Lawmakers Reach Late Tax-Break Deal

Congressional leaders struck a tax-policy deal late Monday, capping a long weekend of negotiations with an agreement that will extend lapsed and expiring tax breaks but won’t be as expansive as many lawmakers had hoped, The Wall Street Journal reported.

The extended breaks included incentives for biodiesel producers, which expired at the end of 2017 but would last through 2022 if enacted. A more generous medical-expense deduction for individuals that lapsed at the end of 2018 would run through 2020. A tax credit for short-line railroad maintenance would last through 2022. Breaks for brewers and distillers set to lapse this year would continue through 2020.

The measures are being added to a spending bill slated for passage this week before Congress finishes its work for the year. But lawmakers came up short of a broader tax deal that some had sought. As late as Monday evening, they were discussing making some of the tax breaks permanent, the Journal adds.

Democrats didn’t get tax-break expansions for renewable energy or electric vehicles and didn’t get the tax credits for low-income families that they had sought. And Republicans didn’t get to fix an error in the Tax Cuts and Jobs Act of 2017 that has slowed building renovations, the Journal noted.

The result is a deal that largely maintains the status quo or revives dead tax breaks, which will placate businesses temporarily. It also sets Congress up for another mixed bag of a tax bill next year or in 2021.

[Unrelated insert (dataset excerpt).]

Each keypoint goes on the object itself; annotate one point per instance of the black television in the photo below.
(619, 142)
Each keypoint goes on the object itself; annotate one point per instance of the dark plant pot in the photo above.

Earlier Monday, congressional negotiators came to an agreement on other, much larger, tax provisions. Those included repeals of three taxes from the Affordable Care Act—part of a package that would reduce projected revenue by $377 billion over a decade—and a bipartisan retirement bill. The retirement bill also eliminates a tax increase, created by the 2017 law, that has been hurting survivors of deceased members of the military and some low-income students.

The tax deals reached Monday mark a victory of sorts for lawmakers who have been trying in vain to get the targeted tax breaks resolved. Sen. Chuck Grassley (R., Iowa) has been warning about the potentially dire consequences for the biodiesel industry without the incentives. Rep. Richard Neal (D., Mass.) has been trying to finish the retirement bill, which encourages the use of annuities, raises the minimum age for taxing mandatory retirement-account distributions and limits tax planning using inherited IRAs.